Paint your buoys with spray paint. Use a paint stick to paint what looks like (but is not) a "X" and then fragments of numbers. (putting a fictitious number on them is frowned upon) You want it to look like a commercial crabbers trap. Shove a net lead or two into the floating rope so it sinks straight down below the buoy. On the bottom of the buoy, carve an "R" into the float and paint it black. You don't want it to show. Now you have met the letter of the law. An experienced FWC officer won't likely fault you for this and I have made it known to several of them.

For bait nothing beats frozen pigs feet available at Wal-Mart for <$1/lb. fasten it just inside the opening in the top of the trap taking care to position it where they can't just pull it out. Stone crabs can't swim so have to walk where ever they go. Give them a couple of days to enter the trap.

Don't set your traps near a commercial crabber's line and stay away from channels, islands within easy wading distance and other real busy water routes.

I can catch more stoneys with one trap than most families can eat. It might be a good idea to share traps to lower the initial investment. One guy can fish two and the other 3 or whatever. Don't forget to respect the seasons and limits.

Best regards and good luck,
Frank_S


----------



## Frank_Sebastian (Oct 15, 2007)

Ooops,

Almost forgot. Put your name and address on your traps. A scrap of aluminum and a center punch will work.

Frank_S


----------



## cutrunner (Jun 8, 2010)

Thanks Frank ;D


----------



## JeremyC (Aug 1, 2011)

I like to scoop them up with a dip net at night with my flounder gigging lights.


----------



## Guest (Sep 22, 2011)

I have been using those traps (5 for $100) for a few years now when I go to the Lower Keys about 3 times a year during the season.

No need to crowd the commercial guy's traps as the crabs are in lots of different types of bottoms. Under bridges, grass and maral(sp) bottom where they dig deep holes.

You can take both claws, but almost everyone takes only one due to their survival factor.
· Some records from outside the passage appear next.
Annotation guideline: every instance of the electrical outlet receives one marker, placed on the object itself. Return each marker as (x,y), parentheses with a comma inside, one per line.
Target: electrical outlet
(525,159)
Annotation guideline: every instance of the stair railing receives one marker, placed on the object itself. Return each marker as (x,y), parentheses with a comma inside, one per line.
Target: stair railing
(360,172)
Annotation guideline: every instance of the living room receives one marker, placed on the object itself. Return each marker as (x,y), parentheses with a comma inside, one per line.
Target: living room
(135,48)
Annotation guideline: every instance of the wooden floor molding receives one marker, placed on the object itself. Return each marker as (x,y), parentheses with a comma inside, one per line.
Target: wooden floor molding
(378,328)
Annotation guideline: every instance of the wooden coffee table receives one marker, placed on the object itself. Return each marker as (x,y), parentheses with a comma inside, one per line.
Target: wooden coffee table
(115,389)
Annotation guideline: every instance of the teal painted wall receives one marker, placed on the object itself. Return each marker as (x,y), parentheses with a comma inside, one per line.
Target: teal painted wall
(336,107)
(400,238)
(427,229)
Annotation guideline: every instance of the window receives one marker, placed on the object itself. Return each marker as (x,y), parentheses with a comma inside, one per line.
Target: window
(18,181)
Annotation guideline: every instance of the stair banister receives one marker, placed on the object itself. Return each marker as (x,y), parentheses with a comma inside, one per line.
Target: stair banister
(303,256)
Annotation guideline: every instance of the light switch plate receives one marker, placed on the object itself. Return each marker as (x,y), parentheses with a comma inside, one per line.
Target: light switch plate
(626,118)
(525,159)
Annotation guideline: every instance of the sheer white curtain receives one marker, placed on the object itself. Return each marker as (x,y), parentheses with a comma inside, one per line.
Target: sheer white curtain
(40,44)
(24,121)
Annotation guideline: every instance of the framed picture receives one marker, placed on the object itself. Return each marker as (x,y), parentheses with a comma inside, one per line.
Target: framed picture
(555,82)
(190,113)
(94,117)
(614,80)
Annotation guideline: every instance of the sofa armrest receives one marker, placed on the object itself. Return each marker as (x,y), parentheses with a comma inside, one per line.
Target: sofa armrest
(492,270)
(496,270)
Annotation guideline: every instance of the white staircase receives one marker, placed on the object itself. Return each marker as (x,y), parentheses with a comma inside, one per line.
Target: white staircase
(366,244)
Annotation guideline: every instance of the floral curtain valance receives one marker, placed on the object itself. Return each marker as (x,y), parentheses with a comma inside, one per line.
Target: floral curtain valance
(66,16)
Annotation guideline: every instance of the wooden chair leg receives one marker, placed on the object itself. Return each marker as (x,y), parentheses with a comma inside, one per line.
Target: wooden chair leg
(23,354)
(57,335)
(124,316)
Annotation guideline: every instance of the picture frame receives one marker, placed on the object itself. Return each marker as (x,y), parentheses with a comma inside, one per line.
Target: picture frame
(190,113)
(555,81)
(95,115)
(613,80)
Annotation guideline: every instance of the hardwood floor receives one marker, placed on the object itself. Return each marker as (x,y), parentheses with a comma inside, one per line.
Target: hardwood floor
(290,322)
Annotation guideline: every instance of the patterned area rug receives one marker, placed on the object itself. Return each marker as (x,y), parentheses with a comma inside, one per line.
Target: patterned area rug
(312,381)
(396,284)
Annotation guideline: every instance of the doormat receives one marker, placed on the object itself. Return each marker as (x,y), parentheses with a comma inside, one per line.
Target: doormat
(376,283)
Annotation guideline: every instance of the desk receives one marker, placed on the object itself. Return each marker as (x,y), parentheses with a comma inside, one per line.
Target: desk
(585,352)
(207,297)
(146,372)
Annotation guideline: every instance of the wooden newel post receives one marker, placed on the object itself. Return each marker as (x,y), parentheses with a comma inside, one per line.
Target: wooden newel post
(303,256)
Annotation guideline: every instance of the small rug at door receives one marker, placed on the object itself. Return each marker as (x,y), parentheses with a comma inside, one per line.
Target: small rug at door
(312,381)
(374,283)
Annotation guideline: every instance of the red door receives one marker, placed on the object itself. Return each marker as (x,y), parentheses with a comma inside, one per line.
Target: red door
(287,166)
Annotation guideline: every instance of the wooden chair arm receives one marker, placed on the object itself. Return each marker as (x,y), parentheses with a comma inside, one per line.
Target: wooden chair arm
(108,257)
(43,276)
Taking one claw the crab has over an 85% chance of survival and growing a new claw within 6 months vs. taking both claws and that survival rate drops to less then 40% in studies done.

They are the ONLY renewable resource in the state I believe. 

I would also tell people to be VERY calm when grabbing then in open water as the have the crushing power to easily remove a finger!


----------



## MATT (Apr 30, 2007)

I just go to Joe's on South Beach when in Miami, Never lost a finger or a trap.....


----------